Carrot The Parrot Goes Missing, Found Month Later In Jersey City

JERSEY CITY, NJ — Her name’s Carrot, she’s a parrot, and she disappeared in South Jersey on Feb. 8, breaking a young boy’s heart — only to be found 90 miles away and reunited with her frantic family by a Jersey City rescue organization.

“She was all the way up by New York City,” Carrot’s mom is seen telling her son in a video, after showing him that his bird is back safe.

Carrot, a multicolored Sun Conure parrot, disappeared from her family home in Cherry Hill on Feb. 8, said the Liberty Humane Society, a non-profit in Jersey City.

The family began posting all over social media and taped flyers around, but as winter wore on, they heard not a peep.

More than 40 days later — on March 20 — Liberty Humane got a call.

Sarah Watson, who teaches kindergarten in Hoboken, saw Carrot on her balcony in Jersey City and brought her inside to keep warm.

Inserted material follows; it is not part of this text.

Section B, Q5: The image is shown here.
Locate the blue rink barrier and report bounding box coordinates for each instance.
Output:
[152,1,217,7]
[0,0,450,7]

“Once she landed on our balcony,” Watson said, “my boyfriend was like, ‘Look at this beautiful bird,’ and I [said], ‘That’s a pet!’ And she just let me pick her up with a towel … I put her in our bathroom and we waited for animal control, which came so fast!”

LHS dispatched ART Officer Andy Jacobsen to collect the bird, a LHS spokesperson said.

Watson took to the internet and found Carrot’s family so they could be reunited. Carrot’s mom, Suzi Medes, didn’t tell her young son immediately.

She videotaped him seeing Carrot for the first time back in her cage.

In a personal video she posted online, her son wanders toward the cage. “Is that Carrot?” he asks. “Is that Carrot?”

“She’s home, honey,” Medes says. “She was all the way up by New York City … I went up and got her.”

“Does that mean a free homework pass?” he asks.

His mom doesn’t seem to remember that particular deal, but adds, “Now you don’t have to be sad about birds anymore.”

Medes told Patch on Monday, “Carrot’s adventures have surely grabbed a lot of attention! She is 100 percent a blessing to have, and words can’t express how grateful our family is to have her home again. I am working on a children’s adventure book about what I think Carrot did in the roughly [40] days she was gone.”

Medes has also started a fundraiser for the LHS:

“This story has a great ending,” summed up Irene Borngraeber, the executive director of the LHS. “Just like our [St. Peter’s] Peacocks, all of the stakeholders truly played like a team.”

She added, “The family raised awareness, the good Samaritan called our Animal Response Team, and the community never gave up hope. Because of these actions and the great work of our Animal Response Officers, Carrot is now safe and sound back where she belongs.”